On January 8, 2020, MHz Networks announced the closure of MHz Worldview as they transition to digital streaming services. The network shut down at Midnight Eastern Time on March 1, 2020. Near the closure, the many television stations that had programming from MHz switched to different networks. Five stations switched to World Channel, another five to First Nations Experience and another five to DW. MHz Worldview was the main affiliate for WPPT and they switched to PBS. WCFE-TV switched to NHK World-Japan. KMOS-TV started its new independent channel in subchannel 6.3, named KMOS Emerge. KUEN now carries local programming on subchannel 9.2, previously used by MHz Worldview. KWSU-TV removed subchannel 10.3 after MHz Worldview was closed.

===Former affiliates===

| City | Station | Transitioned to |
|---|---|---|
| Akron/Youngstown, Ohio | WEAO 49.3/WNEO 45.3 | FNX |
| Charleston, Illinois | WEIU-TV 51.2 | FNX |
| Chicago, Illinois | WYCC 20.1 | FNX |
| Columbia/Jefferson City, Missouri | KMOS-TV 6.3 | KMOS Emerge |
| Denver, Colorado | KBDI-TV 12.3 | Deutsche Welle |
| Flint/Tri-Cities, Michigan | WDCQ-TV 19.2 | World |
| Las Cruces, New Mexico/El Paso, Texas | KRWG-TV 22.2 | World |
| New York City | WNDT-CD 14.1/WMBQ-CD 46.1 | FNX |
| Orlando, Florida | WDSC-TV 15.3 | Deutsche Welle |
| Philadelphia, Pennsylvania | WPPT 35.1 | PBS |
| Plattsburgh, New York/Burlington, Vermont | WCFE-TV 57.2 | NHK World-Japan |
| Quad Cities, Illinois/Iowa | WQPT-TV 24.2 | Deutsche Welle |
| Pullman/Yakima, Washington | KWSU-TV 10.3/KTNW 31.3 | Subchannel removed (10.3) World 31.3 |
| Richmond/Charlottesville, Virginia | WNVT 23.3/WNVC 41.3 | World |
| Rochester, Minnesota | KSMQ-TV 15.2 | Deutsche Welle |
| Salt Lake City, Utah | KUEN 9.2 | Local programming |
| San Francisco/Oakland/San Jose, California | KPJK 60.4 | Deutsche Welle |
| Tacoma/Seattle/Centralia, Washington | KBTC-TV 28.3/KCKA 15.3 | FNX |
| Topeka, Kansas | KTWU 11.2 | World |

==MHz Choice==

On October 20, 2015, MHz Networks launched an OTT streaming video on demand SVOD service called MHz Choice (pronounced "M-H-Z Choice") in the U.S. The service expanded into Canada in September 2017.
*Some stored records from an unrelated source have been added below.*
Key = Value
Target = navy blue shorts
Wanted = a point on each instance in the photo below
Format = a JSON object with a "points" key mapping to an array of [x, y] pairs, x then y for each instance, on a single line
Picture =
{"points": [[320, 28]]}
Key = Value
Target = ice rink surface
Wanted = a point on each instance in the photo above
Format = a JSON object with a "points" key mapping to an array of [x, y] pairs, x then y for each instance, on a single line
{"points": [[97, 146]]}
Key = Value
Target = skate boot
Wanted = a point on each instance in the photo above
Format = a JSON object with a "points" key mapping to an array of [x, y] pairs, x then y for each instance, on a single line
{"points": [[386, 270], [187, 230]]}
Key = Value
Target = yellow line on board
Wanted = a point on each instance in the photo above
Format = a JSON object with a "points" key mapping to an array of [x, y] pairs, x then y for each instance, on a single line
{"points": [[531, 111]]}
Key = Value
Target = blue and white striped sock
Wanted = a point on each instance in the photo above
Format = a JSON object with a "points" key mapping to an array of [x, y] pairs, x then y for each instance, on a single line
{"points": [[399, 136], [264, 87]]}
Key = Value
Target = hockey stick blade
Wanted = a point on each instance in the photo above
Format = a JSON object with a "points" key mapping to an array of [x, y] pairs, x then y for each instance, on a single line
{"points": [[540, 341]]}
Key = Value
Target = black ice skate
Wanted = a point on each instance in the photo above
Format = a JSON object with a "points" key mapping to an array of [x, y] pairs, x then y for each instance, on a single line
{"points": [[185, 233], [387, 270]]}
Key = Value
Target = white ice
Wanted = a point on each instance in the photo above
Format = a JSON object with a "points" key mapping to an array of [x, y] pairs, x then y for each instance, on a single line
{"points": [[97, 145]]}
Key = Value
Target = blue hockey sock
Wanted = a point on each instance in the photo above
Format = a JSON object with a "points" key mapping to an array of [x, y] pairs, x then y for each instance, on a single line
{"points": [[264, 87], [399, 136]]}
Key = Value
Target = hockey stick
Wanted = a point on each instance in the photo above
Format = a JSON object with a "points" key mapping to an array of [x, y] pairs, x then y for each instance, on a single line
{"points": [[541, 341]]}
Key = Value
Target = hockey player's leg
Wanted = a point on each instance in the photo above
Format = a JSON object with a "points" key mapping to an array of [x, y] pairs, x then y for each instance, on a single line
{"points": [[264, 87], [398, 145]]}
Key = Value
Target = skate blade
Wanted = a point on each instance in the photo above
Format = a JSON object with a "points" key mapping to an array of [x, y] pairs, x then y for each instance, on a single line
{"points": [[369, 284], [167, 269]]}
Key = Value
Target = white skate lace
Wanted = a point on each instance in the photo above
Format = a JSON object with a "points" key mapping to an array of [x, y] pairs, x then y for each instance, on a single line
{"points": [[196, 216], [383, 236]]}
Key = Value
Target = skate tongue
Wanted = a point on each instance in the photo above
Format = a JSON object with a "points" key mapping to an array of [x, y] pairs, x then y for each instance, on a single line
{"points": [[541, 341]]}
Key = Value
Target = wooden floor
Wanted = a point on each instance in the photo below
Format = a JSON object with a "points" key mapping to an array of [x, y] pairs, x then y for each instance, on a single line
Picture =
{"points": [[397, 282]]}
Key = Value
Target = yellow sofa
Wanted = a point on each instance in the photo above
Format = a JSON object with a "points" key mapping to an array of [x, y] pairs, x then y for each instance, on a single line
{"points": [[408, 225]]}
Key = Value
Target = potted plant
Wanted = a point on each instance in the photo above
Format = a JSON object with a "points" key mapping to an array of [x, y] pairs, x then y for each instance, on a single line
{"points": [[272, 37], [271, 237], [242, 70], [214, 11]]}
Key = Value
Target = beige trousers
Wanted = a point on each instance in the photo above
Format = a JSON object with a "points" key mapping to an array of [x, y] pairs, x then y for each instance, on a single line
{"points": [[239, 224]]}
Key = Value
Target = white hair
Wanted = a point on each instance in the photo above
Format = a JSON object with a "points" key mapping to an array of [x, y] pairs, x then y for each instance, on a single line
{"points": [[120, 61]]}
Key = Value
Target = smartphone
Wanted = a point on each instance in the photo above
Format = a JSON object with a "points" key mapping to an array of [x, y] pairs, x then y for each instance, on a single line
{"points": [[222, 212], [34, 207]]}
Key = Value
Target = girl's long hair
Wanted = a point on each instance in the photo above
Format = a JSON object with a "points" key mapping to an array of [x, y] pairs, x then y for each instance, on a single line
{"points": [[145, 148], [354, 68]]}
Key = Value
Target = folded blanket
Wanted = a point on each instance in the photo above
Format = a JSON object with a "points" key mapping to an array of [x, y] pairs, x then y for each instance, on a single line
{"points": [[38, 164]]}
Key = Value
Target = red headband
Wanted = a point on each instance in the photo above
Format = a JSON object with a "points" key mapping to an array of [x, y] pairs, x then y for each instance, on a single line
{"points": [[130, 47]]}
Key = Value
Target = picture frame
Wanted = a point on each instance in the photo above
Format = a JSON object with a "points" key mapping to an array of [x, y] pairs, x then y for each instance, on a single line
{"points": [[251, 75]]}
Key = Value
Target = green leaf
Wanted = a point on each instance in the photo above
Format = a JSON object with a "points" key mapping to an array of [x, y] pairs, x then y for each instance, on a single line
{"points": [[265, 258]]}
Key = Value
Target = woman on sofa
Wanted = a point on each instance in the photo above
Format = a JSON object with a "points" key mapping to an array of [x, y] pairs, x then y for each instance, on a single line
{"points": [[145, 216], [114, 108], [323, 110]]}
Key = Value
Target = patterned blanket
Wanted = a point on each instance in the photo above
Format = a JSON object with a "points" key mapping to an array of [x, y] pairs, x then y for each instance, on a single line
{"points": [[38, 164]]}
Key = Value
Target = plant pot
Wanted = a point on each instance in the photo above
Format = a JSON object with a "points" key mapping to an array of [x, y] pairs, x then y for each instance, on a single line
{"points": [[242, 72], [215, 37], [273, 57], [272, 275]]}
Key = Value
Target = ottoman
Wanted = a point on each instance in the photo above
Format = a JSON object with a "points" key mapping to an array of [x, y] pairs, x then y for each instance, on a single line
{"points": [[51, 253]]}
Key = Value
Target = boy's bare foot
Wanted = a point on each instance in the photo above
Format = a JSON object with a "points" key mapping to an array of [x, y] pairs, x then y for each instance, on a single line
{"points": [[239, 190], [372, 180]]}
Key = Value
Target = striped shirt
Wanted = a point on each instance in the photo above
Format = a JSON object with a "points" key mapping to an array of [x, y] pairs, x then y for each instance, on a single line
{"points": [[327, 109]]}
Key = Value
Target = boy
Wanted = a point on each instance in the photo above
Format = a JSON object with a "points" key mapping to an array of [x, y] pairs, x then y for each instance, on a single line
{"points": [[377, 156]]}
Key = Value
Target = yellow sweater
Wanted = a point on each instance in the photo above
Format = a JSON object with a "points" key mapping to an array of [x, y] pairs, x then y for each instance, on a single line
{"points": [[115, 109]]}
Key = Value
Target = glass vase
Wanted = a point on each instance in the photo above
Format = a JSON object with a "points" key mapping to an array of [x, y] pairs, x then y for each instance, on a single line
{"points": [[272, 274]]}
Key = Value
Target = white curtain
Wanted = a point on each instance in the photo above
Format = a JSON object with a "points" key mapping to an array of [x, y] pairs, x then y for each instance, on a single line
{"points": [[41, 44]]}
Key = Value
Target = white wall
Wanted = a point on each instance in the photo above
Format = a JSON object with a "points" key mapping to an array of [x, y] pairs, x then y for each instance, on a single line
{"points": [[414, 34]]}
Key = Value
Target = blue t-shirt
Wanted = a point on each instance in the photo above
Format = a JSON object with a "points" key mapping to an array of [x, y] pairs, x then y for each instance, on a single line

MHz Choice features mysteries, dramas and comedies from MHz Networks' catalog of international programs, unedited with English subtitles. The direct to consumer service is available on the web at mhzchoice.com and on a variety of apps including Android, Android TV, Apple TV, iOS, Fire TV, Roku and the Samsung Smart TV app.

MHz Choice Partners

In November 2016, MHz Choice launched on Amazon Prime Video Channels which gave Amazon Prime members the ability to add an MHz Choice subscription to their Amazon Prime account. In October 2018, MHz Choice launched on Comcast's Xfinity X1's over the internet on-demand service. In April 2019, MHz Choice launched on The Roku Channel as part of Roku's Premium Subscription service.